Non-zero Conditional Differential Entropy between a random variable and a function of it

The paradox can be stated in a simpler form:

We know that $I(X;Y)=h(X)-h(X|Y)\ge 0$ holds, also for continuous variables. Take the particular case $Y=X$; then second term vanishes ($h(X|X)=0$) and we get

$$ I(X;X)= h(X)-h(X|X)=h(X) \ge 0$$

But this is not right. The differential entropy can be negative.
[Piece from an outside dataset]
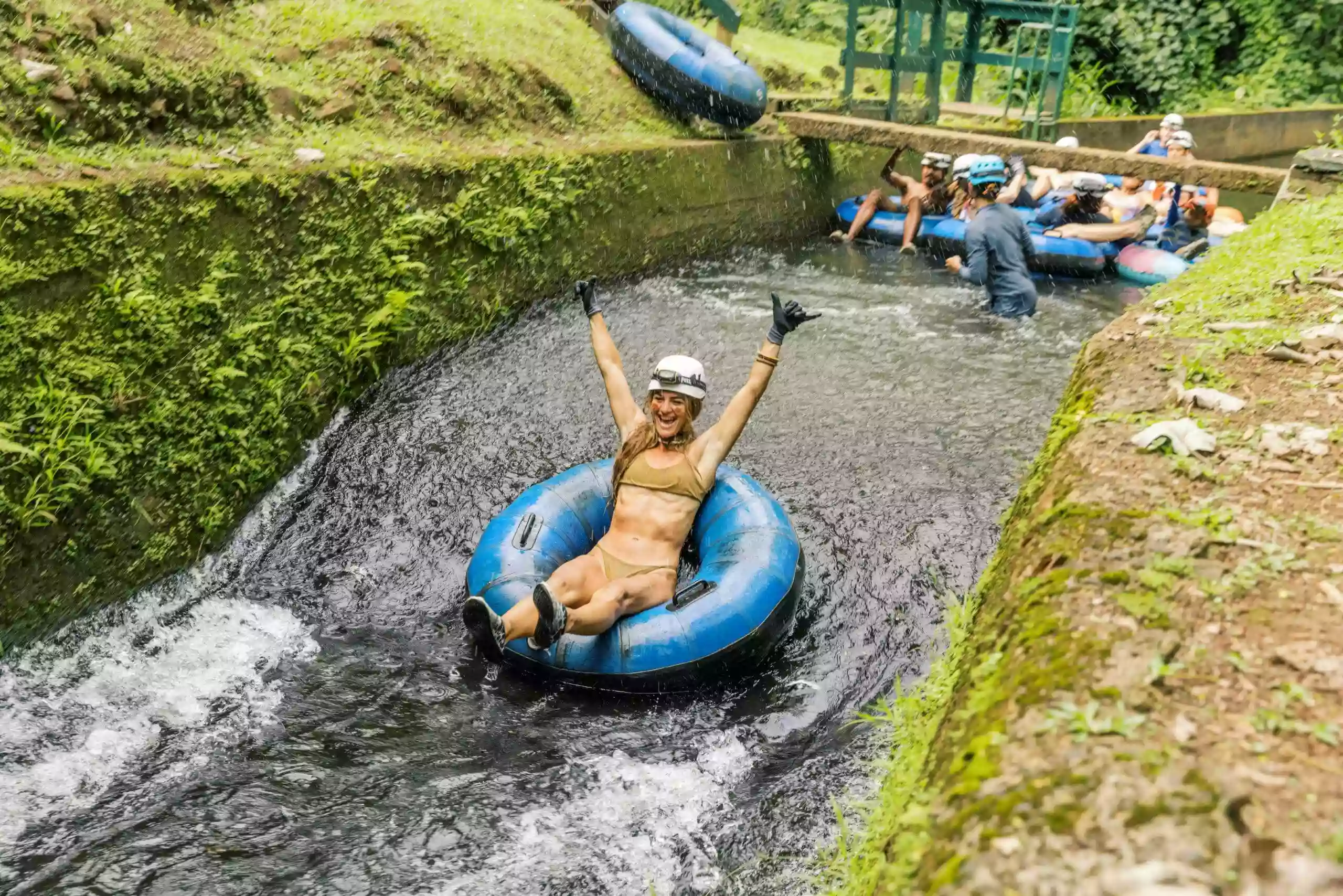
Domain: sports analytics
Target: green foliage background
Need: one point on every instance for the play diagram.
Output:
(1158, 54)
So what?

when dealing with continuous rv's where the one is a function of the other, their conditional differential entropy may be non-zero (it doesn't matter whether it is positive or negative), which is not intuitive at all.

Your problem (and the problem with the above paradox) is to implicitly assume that the concept "zero entropy means no uncertainty" applies also to differential entropies. That's false. It's false that $h(g(X)|X)=0$, it's false that $h(X|X)=0$, it's false that $h(X)=0$ implies zero uncertainty. The fact that (by a mere change of scale) a differential entropy can be negative, suggests by itself that here zero entropy (conditional or not) has no special meaning. In particular, a uniform variable in $[0,1]$ has $h(X)=0$.
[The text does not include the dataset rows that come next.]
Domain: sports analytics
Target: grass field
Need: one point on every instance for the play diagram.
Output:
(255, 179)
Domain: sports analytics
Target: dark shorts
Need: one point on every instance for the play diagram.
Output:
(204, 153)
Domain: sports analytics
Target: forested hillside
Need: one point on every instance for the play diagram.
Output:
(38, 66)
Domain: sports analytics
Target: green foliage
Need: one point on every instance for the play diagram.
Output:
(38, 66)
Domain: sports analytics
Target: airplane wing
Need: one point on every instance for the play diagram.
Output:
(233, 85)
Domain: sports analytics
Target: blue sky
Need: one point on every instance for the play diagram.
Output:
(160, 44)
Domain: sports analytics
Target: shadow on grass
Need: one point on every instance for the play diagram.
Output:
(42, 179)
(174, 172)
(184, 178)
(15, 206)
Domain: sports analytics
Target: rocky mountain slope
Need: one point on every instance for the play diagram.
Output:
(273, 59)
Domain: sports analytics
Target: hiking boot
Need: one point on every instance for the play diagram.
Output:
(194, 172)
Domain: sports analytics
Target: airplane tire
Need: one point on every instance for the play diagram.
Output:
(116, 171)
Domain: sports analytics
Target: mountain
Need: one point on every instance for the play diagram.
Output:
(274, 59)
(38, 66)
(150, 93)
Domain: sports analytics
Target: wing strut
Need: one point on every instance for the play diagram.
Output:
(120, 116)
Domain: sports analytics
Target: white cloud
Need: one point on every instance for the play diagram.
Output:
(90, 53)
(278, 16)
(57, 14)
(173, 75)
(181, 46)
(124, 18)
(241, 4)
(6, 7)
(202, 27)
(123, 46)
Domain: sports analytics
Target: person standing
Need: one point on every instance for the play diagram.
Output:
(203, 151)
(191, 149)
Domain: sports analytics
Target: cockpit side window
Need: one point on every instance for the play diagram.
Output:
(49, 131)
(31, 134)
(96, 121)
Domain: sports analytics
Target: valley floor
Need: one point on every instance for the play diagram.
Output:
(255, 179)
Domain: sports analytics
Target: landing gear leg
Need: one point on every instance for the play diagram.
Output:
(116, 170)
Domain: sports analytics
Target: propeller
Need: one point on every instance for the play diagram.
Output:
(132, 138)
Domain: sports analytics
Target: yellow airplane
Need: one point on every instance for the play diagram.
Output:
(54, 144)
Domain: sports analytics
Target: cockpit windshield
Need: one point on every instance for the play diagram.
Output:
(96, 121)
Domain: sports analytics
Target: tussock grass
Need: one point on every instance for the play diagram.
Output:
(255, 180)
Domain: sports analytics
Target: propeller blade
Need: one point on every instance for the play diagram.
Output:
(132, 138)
Differential entropy is only defined for absolutely continuous random variables with respect to Lebesgue measure. The joint distribution of

$$(X,g(X))$$

is not absolutely continuous because its support is

$$\{(x,g(x)):x\in\mathbb{R}\},$$

a measure 0 subset of $\mathbb{R}^2$.

The definition of conditional entropy requires an absolutely continuous joint distribution, $f(x,y)$: \begin{align} h(X|Y) &= -\int f(x,y) \log f(x|y)\ dxdy \\ &= h(X,Y)-h(Y). \end{align} If $(X,Y)$ is not absolutely continuous against Lebesgue measure in $\mathbb{R}^2$, then there is no function $f(x,y)$ such that the probability measure of $(X,Y)$ can be expressed as an integral against $f$.

Therefore neither the quantity $h(g(X)|X)$, nor the quantity $I(X;g(X))$ are well defined as differential entropies.